Now ethical questions plague members of the NCAA subcommittee and BCS “task force” who are supposed to regulate bowl games because many accepted gifts and travel from those very same games.
A lot of those people didn’t think they were doing anything wrong. That they should’ve isn’t the point. They’re paying for it now, one humiliating PlayoffPAC press release at a time. No one enjoys defending himself against corruption charges.
Really, the entire thing isn’t very fun right now. Even Big Ten commissioner Jim Delany, the BCS’s chief proponent, has complained about “fatigue.” Penn State president Gerald Spanier acknowledged to the New Orleans Times-Picayune that “all of the debate about the BCS is certainly wearing to some.”
Well, an antitrust case isn’t exactly going to lighten the mood.
It’s going to stir up an already-active hornet’s nest. Let’s start with the costs. Two antitrust lawyers I spoke with pegged defending the case at a minimum of $3 million, with costs possibly running to the $5 million range.
Who is going to argue for the allocation of so much money to defend a postseason that already costs their schools so many millions? And would a single one of his peers back him?
Then there are the real hassles. The discovery process. The details that will no doubt emerge. And the depositions. The Fiesta Bowl investigation was embarrassing enough. Imagine the whole system stripped naked.

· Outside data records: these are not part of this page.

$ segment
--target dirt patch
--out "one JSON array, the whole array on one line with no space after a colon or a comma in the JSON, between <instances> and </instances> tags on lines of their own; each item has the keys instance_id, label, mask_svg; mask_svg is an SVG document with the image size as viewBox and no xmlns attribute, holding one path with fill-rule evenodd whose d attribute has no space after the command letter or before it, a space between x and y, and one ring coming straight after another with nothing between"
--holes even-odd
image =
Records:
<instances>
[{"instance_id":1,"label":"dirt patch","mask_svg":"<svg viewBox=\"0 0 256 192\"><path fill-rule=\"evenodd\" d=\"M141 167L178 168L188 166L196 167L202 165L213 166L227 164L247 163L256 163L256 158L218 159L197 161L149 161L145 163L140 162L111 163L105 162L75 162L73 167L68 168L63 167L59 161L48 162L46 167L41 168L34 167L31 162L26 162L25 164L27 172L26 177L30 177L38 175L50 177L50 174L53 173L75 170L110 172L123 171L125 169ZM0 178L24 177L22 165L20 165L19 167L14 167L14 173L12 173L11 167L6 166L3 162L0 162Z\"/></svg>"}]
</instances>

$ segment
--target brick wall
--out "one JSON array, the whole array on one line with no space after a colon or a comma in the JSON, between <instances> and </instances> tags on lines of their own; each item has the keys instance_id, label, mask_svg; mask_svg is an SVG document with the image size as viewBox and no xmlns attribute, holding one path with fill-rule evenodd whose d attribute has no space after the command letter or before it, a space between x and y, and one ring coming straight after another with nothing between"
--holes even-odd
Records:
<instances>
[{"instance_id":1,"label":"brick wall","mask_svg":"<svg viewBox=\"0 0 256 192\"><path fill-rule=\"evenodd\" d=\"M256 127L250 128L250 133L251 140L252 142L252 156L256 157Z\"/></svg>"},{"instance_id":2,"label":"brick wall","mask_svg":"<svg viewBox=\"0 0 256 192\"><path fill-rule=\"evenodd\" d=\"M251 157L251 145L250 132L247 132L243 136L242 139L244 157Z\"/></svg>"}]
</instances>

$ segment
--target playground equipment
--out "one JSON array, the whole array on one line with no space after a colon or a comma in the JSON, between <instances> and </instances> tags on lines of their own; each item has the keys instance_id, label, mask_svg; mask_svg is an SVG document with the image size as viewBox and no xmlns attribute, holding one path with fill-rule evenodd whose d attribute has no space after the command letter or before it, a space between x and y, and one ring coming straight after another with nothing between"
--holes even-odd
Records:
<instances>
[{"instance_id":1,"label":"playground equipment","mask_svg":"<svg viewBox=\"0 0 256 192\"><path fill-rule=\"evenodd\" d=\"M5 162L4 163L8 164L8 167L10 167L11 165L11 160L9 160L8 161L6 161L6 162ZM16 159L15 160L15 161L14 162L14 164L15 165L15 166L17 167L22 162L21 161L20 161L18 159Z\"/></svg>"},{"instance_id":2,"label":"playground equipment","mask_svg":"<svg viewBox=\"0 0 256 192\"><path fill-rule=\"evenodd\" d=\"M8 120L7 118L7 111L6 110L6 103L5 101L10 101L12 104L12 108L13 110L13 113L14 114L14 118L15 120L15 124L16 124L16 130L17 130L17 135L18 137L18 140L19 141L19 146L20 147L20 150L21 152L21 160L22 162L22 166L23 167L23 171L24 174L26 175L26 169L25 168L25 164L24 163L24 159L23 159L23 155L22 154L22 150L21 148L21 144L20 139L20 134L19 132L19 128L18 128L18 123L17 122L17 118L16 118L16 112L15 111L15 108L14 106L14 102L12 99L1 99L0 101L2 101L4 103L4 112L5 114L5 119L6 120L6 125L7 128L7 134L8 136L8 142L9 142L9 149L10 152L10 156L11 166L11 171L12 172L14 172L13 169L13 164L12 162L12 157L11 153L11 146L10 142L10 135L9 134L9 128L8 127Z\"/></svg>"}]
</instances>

We have no idea about the finances of the BCS. It might have to release them now. And as much as tax documents provide a loose picture of expenditures of some bowl games, the in-depth look at just one game provided an eye-popping reality.
The Fiesta taught us about $27,000 car allowances and $33,000 birthday parties and John Junker’s $4.8 million in expenses over 10 years. That’s a lot of gentlemen’s club visits.
Anyone want to risk repeating that? Over and over and over?
“I think the Fiesta Bowl is the tip of the iceberg,” Shurtleff told USA Today. “I’m pretty confident from my research that there’ll be more problems with other bowls.”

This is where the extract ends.